The group has led several successful marijuana advocacy efforts in Michigan, Montana and Arizona. The organization also works with state legislatures to improve medical marijuana laws.
“It’s really about time,” said Mason Tvert, a spokesperson for MPP. “We just can’t wait any longer.”
For Tvert, the amendment to legalize medical marijuana is more than a piece of legislation.
Tvert said his grandmother, who suffered from cancer and arthritis, was hopeful that Ohio would legalize medical marijuana after she experienced how beneficial it was during a family visit in Arizona. Tvert’s grandmother passed away last April.
“She had to suffer," he said. "We don’t want to see other seriously ill Ohioans suffering any longer.”
Ohioans rejected Issue 3 last year, which would have legalized both medical and recreational use of marijuana.
Despite 65 percent of voters opposing the amendment, a Quinnipiac University poll, released a month before the election, showed about 90 percent of voters said they support marijuana for medicinal use.
The issue was criticized because it would have created an oligopoly, limiting Ohio's commercial marijuana-growing market to the 10 investor groups who bankrolled the amendment.
MPP did not officially support ResponsibleOhio, the political action committee backing Issue 3, during last year’s campaign.

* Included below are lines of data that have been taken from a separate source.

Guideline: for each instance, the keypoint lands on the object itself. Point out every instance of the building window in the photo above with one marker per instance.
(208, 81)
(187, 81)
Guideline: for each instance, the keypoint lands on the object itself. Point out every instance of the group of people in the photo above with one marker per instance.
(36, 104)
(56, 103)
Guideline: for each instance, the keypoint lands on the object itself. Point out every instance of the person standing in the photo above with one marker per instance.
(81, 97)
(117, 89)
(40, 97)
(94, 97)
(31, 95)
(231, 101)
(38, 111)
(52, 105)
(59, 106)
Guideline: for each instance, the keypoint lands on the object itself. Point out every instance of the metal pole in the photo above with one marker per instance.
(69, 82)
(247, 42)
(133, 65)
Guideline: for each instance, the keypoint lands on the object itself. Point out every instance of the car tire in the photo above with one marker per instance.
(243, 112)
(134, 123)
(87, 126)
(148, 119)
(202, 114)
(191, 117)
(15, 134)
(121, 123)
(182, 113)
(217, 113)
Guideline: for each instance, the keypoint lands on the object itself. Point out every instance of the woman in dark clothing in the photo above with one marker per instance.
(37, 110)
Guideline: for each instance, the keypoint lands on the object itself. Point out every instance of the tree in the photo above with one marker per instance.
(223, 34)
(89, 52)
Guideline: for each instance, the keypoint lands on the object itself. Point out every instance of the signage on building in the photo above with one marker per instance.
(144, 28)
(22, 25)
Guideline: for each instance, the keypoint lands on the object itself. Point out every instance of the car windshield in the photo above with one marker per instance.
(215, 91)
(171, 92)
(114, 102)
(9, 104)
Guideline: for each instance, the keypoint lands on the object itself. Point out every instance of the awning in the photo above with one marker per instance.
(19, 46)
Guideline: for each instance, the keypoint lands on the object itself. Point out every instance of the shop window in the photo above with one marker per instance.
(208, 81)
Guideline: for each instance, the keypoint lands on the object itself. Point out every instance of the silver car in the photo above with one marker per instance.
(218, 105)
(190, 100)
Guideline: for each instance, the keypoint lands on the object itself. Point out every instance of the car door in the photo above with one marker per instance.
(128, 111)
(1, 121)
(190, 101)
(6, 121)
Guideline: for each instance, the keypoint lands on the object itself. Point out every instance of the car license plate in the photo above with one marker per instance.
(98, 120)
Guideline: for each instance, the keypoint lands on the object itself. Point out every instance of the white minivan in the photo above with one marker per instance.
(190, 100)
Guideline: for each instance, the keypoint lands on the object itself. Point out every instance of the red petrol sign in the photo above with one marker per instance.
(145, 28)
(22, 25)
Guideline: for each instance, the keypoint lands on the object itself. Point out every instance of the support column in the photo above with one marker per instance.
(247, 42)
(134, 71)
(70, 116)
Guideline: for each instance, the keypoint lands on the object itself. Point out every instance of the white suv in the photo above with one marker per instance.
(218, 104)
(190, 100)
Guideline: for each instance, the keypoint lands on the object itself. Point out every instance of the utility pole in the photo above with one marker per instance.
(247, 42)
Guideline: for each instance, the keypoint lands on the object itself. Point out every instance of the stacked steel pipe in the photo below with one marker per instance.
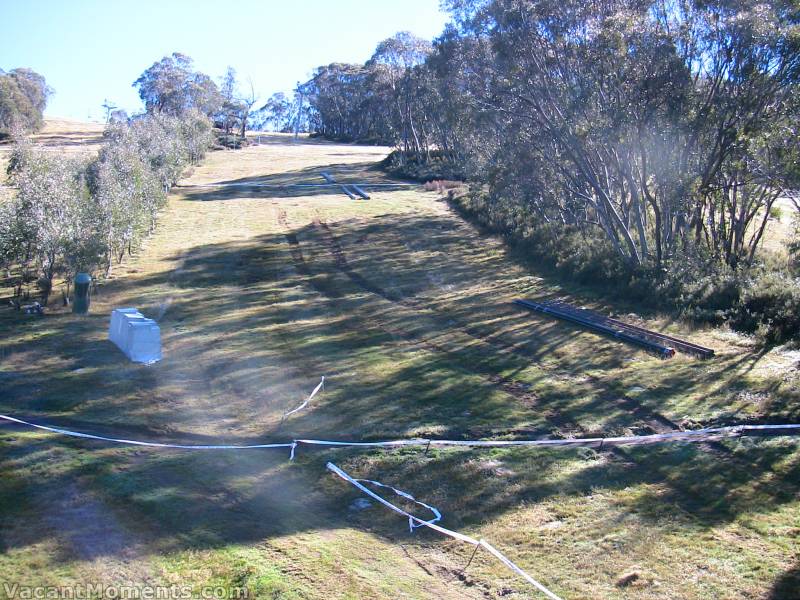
(653, 341)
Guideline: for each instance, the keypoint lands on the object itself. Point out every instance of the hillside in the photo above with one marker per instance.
(405, 309)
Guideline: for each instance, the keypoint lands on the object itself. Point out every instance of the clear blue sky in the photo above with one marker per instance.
(89, 50)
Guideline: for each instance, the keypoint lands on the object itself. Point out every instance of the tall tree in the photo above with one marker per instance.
(172, 86)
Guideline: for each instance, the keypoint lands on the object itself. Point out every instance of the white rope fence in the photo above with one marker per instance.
(448, 532)
(320, 386)
(691, 436)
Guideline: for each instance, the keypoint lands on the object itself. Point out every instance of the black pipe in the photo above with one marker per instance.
(662, 351)
(677, 343)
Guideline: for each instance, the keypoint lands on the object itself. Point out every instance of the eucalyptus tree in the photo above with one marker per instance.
(637, 110)
(172, 86)
(46, 225)
(23, 97)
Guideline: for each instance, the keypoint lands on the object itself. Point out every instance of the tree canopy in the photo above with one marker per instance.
(172, 86)
(23, 98)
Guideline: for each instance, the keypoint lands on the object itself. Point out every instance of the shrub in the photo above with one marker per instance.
(770, 306)
(423, 167)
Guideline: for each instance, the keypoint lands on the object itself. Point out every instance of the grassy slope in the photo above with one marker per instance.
(404, 309)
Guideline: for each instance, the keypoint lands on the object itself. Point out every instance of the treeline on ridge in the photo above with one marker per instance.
(642, 145)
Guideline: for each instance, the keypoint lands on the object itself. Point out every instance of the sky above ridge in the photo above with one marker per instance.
(93, 50)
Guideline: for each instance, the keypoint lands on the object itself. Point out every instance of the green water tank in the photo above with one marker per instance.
(80, 304)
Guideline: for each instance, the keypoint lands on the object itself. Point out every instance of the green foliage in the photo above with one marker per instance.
(172, 86)
(70, 216)
(423, 166)
(770, 306)
(23, 97)
(760, 299)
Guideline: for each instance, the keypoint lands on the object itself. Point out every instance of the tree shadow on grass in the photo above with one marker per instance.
(247, 334)
(292, 184)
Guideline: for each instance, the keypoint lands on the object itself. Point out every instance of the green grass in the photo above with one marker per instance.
(406, 311)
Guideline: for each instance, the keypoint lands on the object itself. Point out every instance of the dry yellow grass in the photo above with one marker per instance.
(404, 308)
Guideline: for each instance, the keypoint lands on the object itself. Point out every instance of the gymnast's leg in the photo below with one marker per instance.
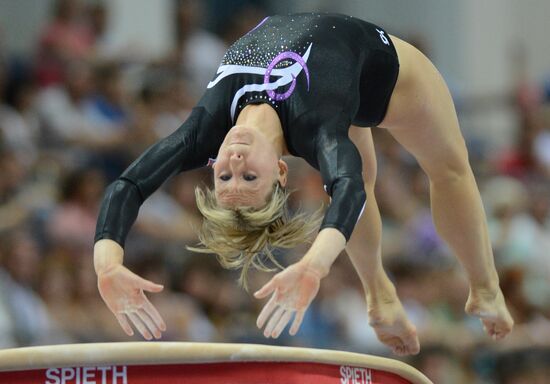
(421, 117)
(386, 314)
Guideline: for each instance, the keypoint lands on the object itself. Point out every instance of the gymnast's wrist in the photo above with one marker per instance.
(107, 255)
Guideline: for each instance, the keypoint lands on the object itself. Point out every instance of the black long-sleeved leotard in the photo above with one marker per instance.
(320, 72)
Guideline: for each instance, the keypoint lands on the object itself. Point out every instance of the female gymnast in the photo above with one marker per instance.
(308, 85)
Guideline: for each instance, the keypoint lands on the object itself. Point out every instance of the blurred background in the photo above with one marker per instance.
(86, 86)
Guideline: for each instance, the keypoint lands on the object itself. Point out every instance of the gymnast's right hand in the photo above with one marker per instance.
(123, 292)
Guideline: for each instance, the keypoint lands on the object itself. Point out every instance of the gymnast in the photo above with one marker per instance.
(308, 85)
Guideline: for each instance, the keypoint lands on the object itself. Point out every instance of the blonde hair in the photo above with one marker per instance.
(240, 236)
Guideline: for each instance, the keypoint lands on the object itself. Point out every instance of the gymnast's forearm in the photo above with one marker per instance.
(328, 244)
(107, 254)
(364, 248)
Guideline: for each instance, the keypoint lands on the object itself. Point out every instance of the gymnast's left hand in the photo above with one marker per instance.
(292, 290)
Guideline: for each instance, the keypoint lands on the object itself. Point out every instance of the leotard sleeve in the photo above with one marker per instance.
(189, 147)
(341, 170)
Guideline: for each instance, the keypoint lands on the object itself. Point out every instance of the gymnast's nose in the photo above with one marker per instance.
(236, 159)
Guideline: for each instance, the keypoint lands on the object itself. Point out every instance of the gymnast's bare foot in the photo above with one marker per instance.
(388, 319)
(491, 309)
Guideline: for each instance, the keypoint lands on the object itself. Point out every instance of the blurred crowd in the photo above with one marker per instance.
(76, 113)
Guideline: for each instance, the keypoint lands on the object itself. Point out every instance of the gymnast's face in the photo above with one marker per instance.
(246, 168)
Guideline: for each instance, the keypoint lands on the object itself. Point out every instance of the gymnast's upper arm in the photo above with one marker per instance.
(341, 169)
(188, 147)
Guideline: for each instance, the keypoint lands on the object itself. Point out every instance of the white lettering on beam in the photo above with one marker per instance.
(355, 375)
(87, 375)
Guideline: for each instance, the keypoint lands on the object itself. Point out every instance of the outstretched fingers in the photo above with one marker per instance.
(148, 286)
(266, 311)
(283, 321)
(121, 317)
(297, 322)
(138, 323)
(154, 314)
(266, 289)
(273, 321)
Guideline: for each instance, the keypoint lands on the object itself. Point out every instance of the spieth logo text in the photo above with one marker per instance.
(354, 375)
(87, 375)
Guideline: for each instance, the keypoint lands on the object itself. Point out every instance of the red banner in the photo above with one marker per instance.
(219, 373)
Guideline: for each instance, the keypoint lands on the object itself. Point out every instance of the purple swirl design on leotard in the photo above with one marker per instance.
(280, 57)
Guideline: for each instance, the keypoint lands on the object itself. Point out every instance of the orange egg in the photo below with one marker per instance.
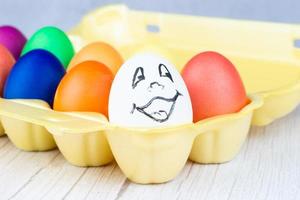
(101, 52)
(85, 88)
(6, 62)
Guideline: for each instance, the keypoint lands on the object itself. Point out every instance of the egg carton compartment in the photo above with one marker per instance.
(145, 155)
(2, 132)
(265, 54)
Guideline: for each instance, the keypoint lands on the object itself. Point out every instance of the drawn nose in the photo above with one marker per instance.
(155, 85)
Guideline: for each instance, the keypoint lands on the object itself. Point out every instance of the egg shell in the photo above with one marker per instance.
(101, 52)
(214, 85)
(12, 39)
(36, 75)
(6, 62)
(85, 88)
(148, 91)
(53, 40)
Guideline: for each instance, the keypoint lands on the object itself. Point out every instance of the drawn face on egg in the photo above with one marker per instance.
(148, 91)
(159, 107)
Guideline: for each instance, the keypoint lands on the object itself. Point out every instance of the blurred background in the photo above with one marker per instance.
(31, 14)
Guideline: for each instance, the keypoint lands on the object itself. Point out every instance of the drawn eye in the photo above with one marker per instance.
(138, 76)
(164, 72)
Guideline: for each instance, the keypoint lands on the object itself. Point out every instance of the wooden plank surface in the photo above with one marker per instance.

After the November election, state lawmakers have said they would study the issue of medical marijuana and have created a taskforce made up of state lawmakers, business group leaders and law enforcement groups.
Rep. Kirk Schuring, R-Canton, said he’s not ready to say which method would be best to address the medical marijuana issue, but added he believes in good process.
“I think it’s important that we have some sense of process and an opportunity for all to weigh in,” Schuring said.
Schuring, who is the chair of the task force, said he has a diverse group of stakeholders at the table, but he plans to be an objective and effective facilitator where all parties – in favor or not for medical marijuana – are heard.
He also invited MPP to the seven hearings, which will start on Jan. 28.
Tvert said MPP is glad that Ohio’s legislature is exploring the possibility of legalizing medical marijuana, but the issue isn’t new, and there are patients who can’t wait any longer.
At this point, MPP has not drafted the amendment but it hopes to have a proposal in about a month and a half. The organization is also seeking for a campaign manager who is based in Ohio.
“We’re going to build a very strong campaign,” Tvert said.